Keller himself was not a terribly interesting character but nonetheless readable. Some things in the story really detracted from the quality of the overall work, the most prominent example being the patronizing explanation that Keller = Killer if you just swap a vowel. His sadness at the pet shop and the zoo, along with the attachment to Nelson the dog were also peculiar. Keller seems to be on track to something normal and dare I say meaningful with the pet and the girlfriend but anticlimatically informs us that he let them slip away as quickly as they arrived. It seems strange that Lawrence Block included them at all. Whereas I could see Keller as a conflicted, possibly even emotional wreck of man - he just remains in the awkward, overly polite stage of friendship with the reader. Whatever moments of feeling and sympathy he tries to garner seem melodramatic and thrown in just to vary the predicatble pattern of call, flight, drive, plan, kill. Overall, Lawrence Block's Hit Man is a quick, mildly entertaining but ultimately forgettable read.




Rated by buyers 3 out of 5 stars - There's no mystery, no suspense, and no plot - but Hit Man is still entertaining to read
I enjoyed Hit Man despite the fact that it lacks the basic elements that make a novel a novel, notably a major conflict, rising action, a climax... some semblance of a plot. Hit Man reads like a collection of short stories (which is apparently what its original format was) but that isn't a terrible thing. They're pretty entertaining short stories.

Since this is a novel without a plot, one might think it's a character study, but that would be an overstatement. Block doesn't offer much insight into the mind and motivation of the killer named Keller. In fact, Keller doesn't change at all as a result of the events in the novel. He doesn't evolve or develop a new perspective or have an epiphany or anything remotely similar. He's basically the same guy at the end of the novel as he was in the beginning.

As a character, Keller is a mass of contradictions. In some instances he seems concerned about justice, going so far as to kill the person who hired him rather than killing the likeable man he was hired to kill. In another instance he doesn't seem the least bit concerned when an innocent couple is inadvertently murdered. He feels badly for dogs confined in cages but has no trouble murdering dozens of people. These contradictions are presumably intended to give the character depth (he isn't a predictable stereo-type) but that isn't much substitute for genuine character development.

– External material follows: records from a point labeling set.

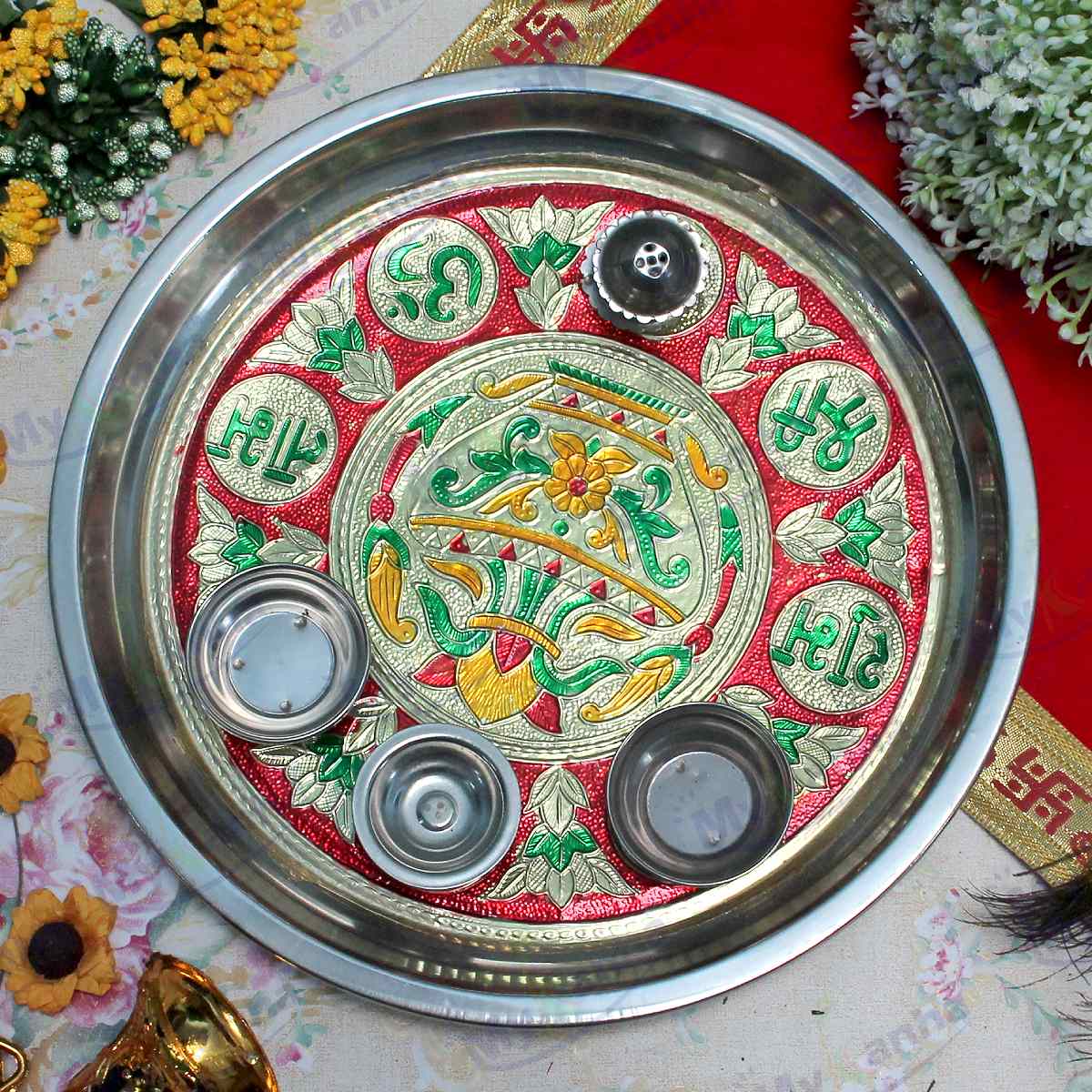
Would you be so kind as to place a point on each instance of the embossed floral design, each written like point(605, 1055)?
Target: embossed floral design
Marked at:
point(23, 751)
point(579, 483)
point(561, 856)
point(57, 948)
point(811, 748)
point(543, 241)
point(323, 773)
point(228, 545)
point(764, 321)
point(325, 334)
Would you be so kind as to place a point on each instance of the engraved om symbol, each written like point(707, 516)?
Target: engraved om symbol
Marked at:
point(441, 285)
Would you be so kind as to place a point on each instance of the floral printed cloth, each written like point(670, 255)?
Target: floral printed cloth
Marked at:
point(905, 999)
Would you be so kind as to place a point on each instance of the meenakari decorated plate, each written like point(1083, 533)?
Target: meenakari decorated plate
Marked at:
point(372, 352)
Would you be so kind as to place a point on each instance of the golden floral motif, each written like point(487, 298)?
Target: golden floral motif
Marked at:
point(22, 228)
point(23, 749)
point(580, 483)
point(57, 948)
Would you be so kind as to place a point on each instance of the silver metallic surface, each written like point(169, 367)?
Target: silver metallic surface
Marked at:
point(885, 276)
point(437, 806)
point(698, 794)
point(278, 653)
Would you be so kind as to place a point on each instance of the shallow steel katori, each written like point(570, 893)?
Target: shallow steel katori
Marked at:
point(437, 806)
point(699, 794)
point(369, 352)
point(278, 653)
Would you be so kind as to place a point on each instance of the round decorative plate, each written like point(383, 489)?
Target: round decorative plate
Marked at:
point(800, 502)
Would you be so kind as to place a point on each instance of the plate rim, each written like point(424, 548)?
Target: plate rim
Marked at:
point(440, 999)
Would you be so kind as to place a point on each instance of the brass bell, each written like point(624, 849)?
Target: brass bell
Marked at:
point(184, 1035)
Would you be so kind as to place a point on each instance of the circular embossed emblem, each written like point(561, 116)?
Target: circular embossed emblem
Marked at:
point(838, 647)
point(824, 424)
point(551, 535)
point(271, 438)
point(432, 279)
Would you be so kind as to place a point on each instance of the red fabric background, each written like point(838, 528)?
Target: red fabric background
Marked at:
point(793, 61)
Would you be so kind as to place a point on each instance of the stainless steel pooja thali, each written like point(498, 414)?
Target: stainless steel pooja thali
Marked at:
point(610, 403)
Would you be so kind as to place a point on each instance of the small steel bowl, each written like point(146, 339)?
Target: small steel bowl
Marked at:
point(278, 653)
point(698, 795)
point(437, 806)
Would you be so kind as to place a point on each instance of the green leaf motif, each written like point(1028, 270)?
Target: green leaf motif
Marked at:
point(430, 420)
point(495, 465)
point(334, 764)
point(560, 851)
point(732, 539)
point(334, 341)
point(452, 639)
point(243, 552)
point(647, 527)
point(762, 328)
point(862, 532)
point(544, 248)
point(787, 733)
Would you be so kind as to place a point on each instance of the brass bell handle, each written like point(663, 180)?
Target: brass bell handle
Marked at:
point(16, 1078)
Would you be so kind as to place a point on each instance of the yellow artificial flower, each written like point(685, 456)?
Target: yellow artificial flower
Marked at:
point(579, 483)
point(57, 948)
point(26, 55)
point(22, 228)
point(245, 53)
point(47, 26)
point(23, 749)
point(167, 14)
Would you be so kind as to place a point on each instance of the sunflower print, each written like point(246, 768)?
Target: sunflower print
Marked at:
point(57, 948)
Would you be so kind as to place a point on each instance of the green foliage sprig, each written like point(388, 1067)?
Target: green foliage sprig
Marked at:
point(992, 102)
point(98, 132)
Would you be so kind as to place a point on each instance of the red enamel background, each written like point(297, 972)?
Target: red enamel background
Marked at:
point(685, 352)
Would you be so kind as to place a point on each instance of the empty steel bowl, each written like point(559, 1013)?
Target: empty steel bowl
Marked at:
point(698, 794)
point(437, 806)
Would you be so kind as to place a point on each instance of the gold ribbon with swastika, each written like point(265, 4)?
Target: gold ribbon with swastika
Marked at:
point(543, 32)
point(1036, 793)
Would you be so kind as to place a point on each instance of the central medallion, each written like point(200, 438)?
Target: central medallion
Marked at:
point(549, 551)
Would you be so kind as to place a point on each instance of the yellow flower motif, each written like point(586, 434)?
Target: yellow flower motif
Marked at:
point(56, 948)
point(22, 751)
point(22, 228)
point(47, 26)
point(579, 483)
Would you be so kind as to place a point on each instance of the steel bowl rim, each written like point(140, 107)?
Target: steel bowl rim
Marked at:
point(337, 713)
point(627, 846)
point(440, 999)
point(506, 781)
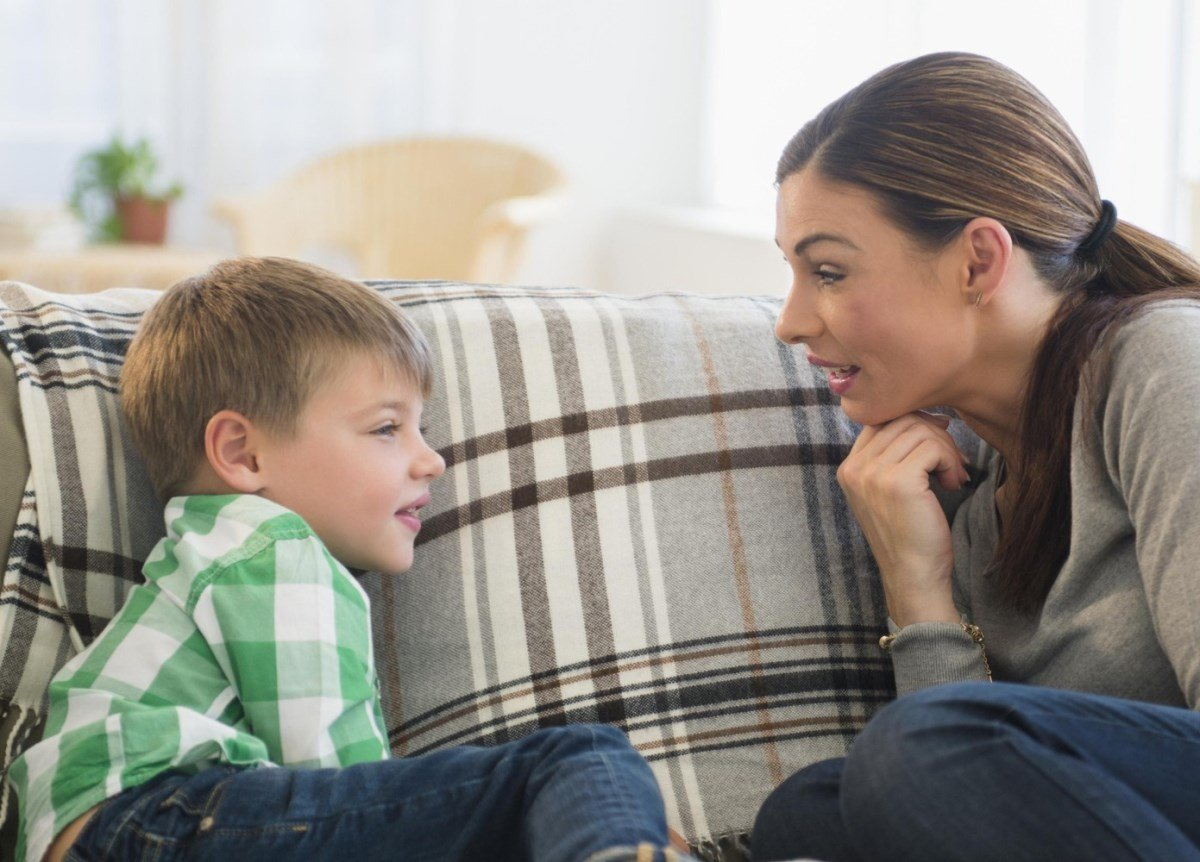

The appeal of Hit Man is rooted in its amusing premise (that Keller is just a regular guy with an unusual job). Block writes snappy, entertaining dialogue and he makes Keller, a mass murderer for hire, a pretty likeable guy. Ultimately, it is the improbable likeability of Keller that makes this novel a pleasure to read. It would have been nice if Block had gone to the trouble to develop a plot so that Keller had more to do than buy a dog, collect stamps, go to the movies, and kill a few people.

If you're looking for mystery - you won't find it here. If you're looking for suspense - it's not here either. If you're looking for an insiders glimpse into the mind of a hired killer - you won't find that either. In fact, you won't even find a plot.

What you will find is a likeable character, snappy dialogue, breezy writing and an amusing premise - the Hit Man as a regular guy, just putting in another day at the office.